Getting paid biweekly means you receive a paycheck every two weeks, typically on the same day (like every other Friday). This results in 26 paychecks per year rather than the 24 you’d get with twice-a-month pay. It’s the most common pay schedule in the United States, and understanding how it works helps you budget more effectively and avoid cash flow surprises.
How Biweekly Pay Works
With a biweekly schedule, your employer runs payroll every 14 days. You always get paid on the same weekday, which makes it predictable. If your first paycheck of the year lands on a Friday, every paycheck that year will also land on a Friday, exactly two weeks apart.
To figure out your gross pay per check, divide your annual salary by 26. Someone earning $42,000 a year would receive approximately $1,615.38 before taxes and deductions every two weeks. Someone earning $60,000 would see about $2,307.69 per check.
Biweekly vs. Semimonthly Pay
People often confuse biweekly pay (every two weeks) with semimonthly pay (twice a month). They sound similar but work differently in ways that affect your paycheck size and your calendar.
Semimonthly pay gives you 24 paychecks a year, usually on fixed dates like the 1st and 15th of each month. Because your annual salary is split into fewer checks, each one is slightly larger. That same $42,000 salary works out to $1,750.00 per semimonthly check versus $1,615.38 biweekly. Your annual total is identical either way.
The trade-off is consistency. Biweekly paychecks always arrive on the same weekday. Semimonthly paychecks fall on whatever day of the week the 1st or 15th happens to be, so the gap between checks varies. One pay period might be 16 days, the next 14. For people who like a predictable rhythm, biweekly tends to feel easier to manage.
The Two “Extra” Paychecks
Most months, you’ll receive two biweekly paychecks. But since 26 paychecks don’t divide evenly into 12 months, two months each year will contain three paydays. These three-check months feel like a bonus, even though they’re just your regular salary spread differently across the calendar.
Which months have three paychecks depends on when your first paycheck of the year falls. If your first check arrives on January 2, 2026, your three-check months would be January and July. If it arrives on January 9, 2026, you’d see three checks in May and October instead.
If your monthly budget is built around two paychecks, the third check in those months becomes genuinely useful. Many people treat it as an opportunity to pay down debt, build an emergency fund, or make an extra contribution to savings, since their regular bills are already covered by the first two checks of the month.
Budgeting on a Biweekly Cycle
The biggest budgeting adjustment with biweekly pay is that your paychecks don’t align neatly with monthly bills. Rent, utilities, insurance, and loan payments are almost always due on the same date each month, but your income arrives on a rolling 14-day cycle. Some months the timing works perfectly; others leave you waiting a few days between a bill’s due date and your next paycheck.

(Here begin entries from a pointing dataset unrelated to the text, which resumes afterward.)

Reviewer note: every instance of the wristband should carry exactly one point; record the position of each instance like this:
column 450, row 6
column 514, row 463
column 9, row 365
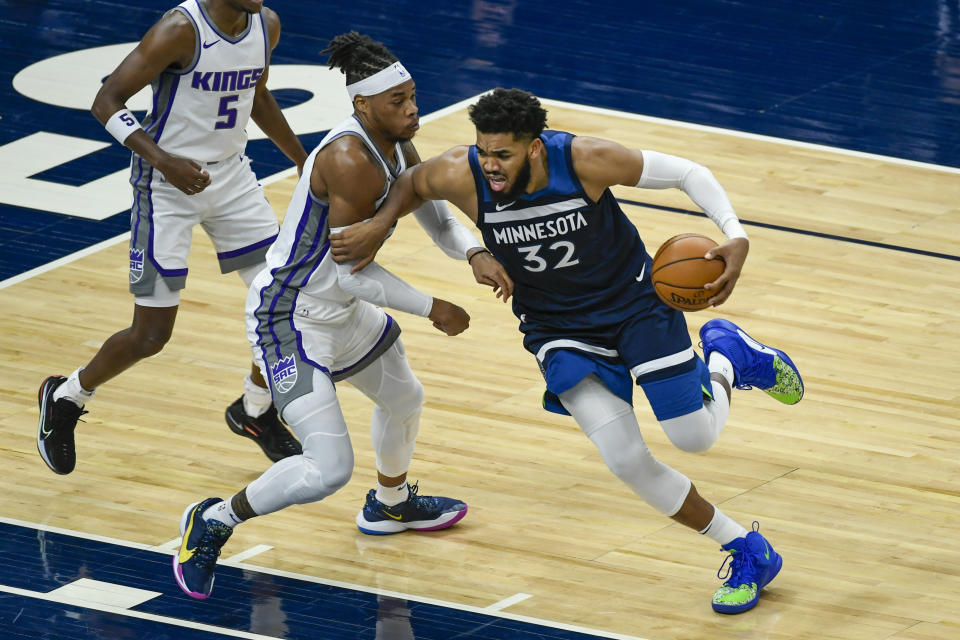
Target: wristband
column 476, row 253
column 121, row 124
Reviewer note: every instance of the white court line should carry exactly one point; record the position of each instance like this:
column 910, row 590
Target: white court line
column 306, row 578
column 508, row 602
column 86, row 604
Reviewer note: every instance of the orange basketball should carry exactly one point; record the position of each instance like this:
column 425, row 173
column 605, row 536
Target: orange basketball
column 680, row 271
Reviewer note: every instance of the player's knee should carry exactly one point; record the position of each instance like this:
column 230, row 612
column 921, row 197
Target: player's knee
column 692, row 436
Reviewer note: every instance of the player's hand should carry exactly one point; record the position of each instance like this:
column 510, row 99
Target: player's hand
column 488, row 270
column 733, row 252
column 360, row 241
column 448, row 317
column 185, row 175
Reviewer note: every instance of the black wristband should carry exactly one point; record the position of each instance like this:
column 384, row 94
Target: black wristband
column 475, row 254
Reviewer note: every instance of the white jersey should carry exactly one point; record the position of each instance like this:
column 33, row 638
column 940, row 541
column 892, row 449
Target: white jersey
column 299, row 260
column 201, row 112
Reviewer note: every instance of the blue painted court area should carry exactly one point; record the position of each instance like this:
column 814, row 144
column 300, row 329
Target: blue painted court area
column 879, row 77
column 63, row 587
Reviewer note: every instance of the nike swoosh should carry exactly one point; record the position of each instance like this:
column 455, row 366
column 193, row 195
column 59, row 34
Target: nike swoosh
column 640, row 277
column 186, row 554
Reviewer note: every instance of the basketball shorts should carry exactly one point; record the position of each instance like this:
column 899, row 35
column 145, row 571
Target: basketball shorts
column 653, row 348
column 339, row 340
column 233, row 211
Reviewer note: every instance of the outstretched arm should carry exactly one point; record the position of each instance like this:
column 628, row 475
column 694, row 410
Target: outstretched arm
column 601, row 164
column 266, row 112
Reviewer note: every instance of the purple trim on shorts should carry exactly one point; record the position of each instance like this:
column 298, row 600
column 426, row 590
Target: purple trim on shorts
column 226, row 255
column 362, row 360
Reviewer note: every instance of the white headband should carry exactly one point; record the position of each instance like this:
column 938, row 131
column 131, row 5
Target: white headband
column 379, row 82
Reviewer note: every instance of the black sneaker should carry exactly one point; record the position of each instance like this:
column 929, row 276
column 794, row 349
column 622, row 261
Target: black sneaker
column 55, row 430
column 266, row 430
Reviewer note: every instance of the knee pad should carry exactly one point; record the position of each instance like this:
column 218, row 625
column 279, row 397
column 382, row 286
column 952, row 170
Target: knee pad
column 694, row 432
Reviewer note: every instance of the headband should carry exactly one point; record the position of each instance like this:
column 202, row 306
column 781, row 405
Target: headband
column 379, row 82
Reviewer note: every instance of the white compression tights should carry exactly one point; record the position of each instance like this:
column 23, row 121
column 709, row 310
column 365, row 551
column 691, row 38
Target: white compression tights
column 327, row 460
column 611, row 425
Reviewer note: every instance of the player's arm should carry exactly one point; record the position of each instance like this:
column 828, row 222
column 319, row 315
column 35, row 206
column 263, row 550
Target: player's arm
column 266, row 112
column 352, row 183
column 458, row 242
column 171, row 42
column 602, row 163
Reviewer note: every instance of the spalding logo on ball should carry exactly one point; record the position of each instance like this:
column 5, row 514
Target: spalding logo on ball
column 680, row 271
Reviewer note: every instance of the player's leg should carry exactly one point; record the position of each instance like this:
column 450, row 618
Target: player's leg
column 323, row 468
column 611, row 425
column 242, row 226
column 395, row 505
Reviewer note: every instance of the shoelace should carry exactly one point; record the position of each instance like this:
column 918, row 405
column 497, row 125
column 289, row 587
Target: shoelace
column 208, row 547
column 739, row 571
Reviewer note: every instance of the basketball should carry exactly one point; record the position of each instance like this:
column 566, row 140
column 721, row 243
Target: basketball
column 680, row 271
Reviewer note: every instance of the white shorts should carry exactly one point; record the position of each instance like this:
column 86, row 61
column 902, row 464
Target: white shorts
column 338, row 339
column 232, row 210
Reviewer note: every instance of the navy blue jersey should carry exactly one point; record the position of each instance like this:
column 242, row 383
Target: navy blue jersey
column 575, row 263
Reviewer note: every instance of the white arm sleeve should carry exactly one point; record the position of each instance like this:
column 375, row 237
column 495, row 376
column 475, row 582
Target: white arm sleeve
column 376, row 285
column 662, row 171
column 445, row 230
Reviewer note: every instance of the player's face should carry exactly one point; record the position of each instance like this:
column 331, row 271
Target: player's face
column 505, row 161
column 394, row 112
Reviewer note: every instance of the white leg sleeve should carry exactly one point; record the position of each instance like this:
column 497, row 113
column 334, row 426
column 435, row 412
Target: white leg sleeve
column 398, row 395
column 611, row 425
column 697, row 431
column 327, row 460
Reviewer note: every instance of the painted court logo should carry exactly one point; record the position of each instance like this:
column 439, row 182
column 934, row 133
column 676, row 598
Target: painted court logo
column 284, row 374
column 136, row 265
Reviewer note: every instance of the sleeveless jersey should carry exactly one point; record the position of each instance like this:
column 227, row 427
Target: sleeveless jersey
column 575, row 263
column 299, row 259
column 200, row 112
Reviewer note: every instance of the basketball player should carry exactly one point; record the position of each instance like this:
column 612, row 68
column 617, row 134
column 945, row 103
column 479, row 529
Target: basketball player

A practical approach is to build your baseline budget around two paychecks per month, since that’s what you’ll receive 10 months out of the year. Add up your fixed monthly expenses and make sure two paychecks cover them comfortably. Then treat the two three-check months as built-in opportunities for savings goals or one-time expenses.
Another option is to set up a small buffer in your checking account, enough to cover a week or so of expenses, so you never have to worry about timing mismatches between your pay date and your due dates. Even one or two hundred dollars of cushion removes the stress of watching the calendar.
How Overtime Works With Biweekly Pay
If you’re eligible for overtime (meaning you’re a nonexempt employee), it’s important to know that overtime is calculated per workweek, not per pay period. A biweekly pay period covers two separate workweeks, each running seven consecutive days. Under federal law, your employer cannot average your hours across both weeks.
For example, if you work 45 hours in the first week and 35 hours in the second week of a pay period, your employer can’t call that an average of 40 hours per week and skip the overtime. You’re owed five hours of overtime pay for that first week, even though the two-week total is 80 hours. The overtime earned in a given workweek is then paid out on your regular payday for that pay period.
Why Employers Use Biweekly Pay
From an employer’s perspective, biweekly pay strikes a balance between frequency and administrative cost. Running payroll weekly (52 times a year) is expensive and time-consuming. Monthly payroll (12 times a year) is cheaper to administer but often leaves employees waiting too long between paychecks. Biweekly hits a middle ground at 26 pay runs per year, and the fixed-day schedule simplifies processing compared to semimonthly pay, where paydays can fall on weekends or holidays and need to be adjusted.
In rare calendar years, biweekly pay can produce 27 pay periods instead of the usual 26, which increases payroll costs slightly for employers. This doesn’t affect your annual salary, but it’s a quirk that payroll departments have to plan for.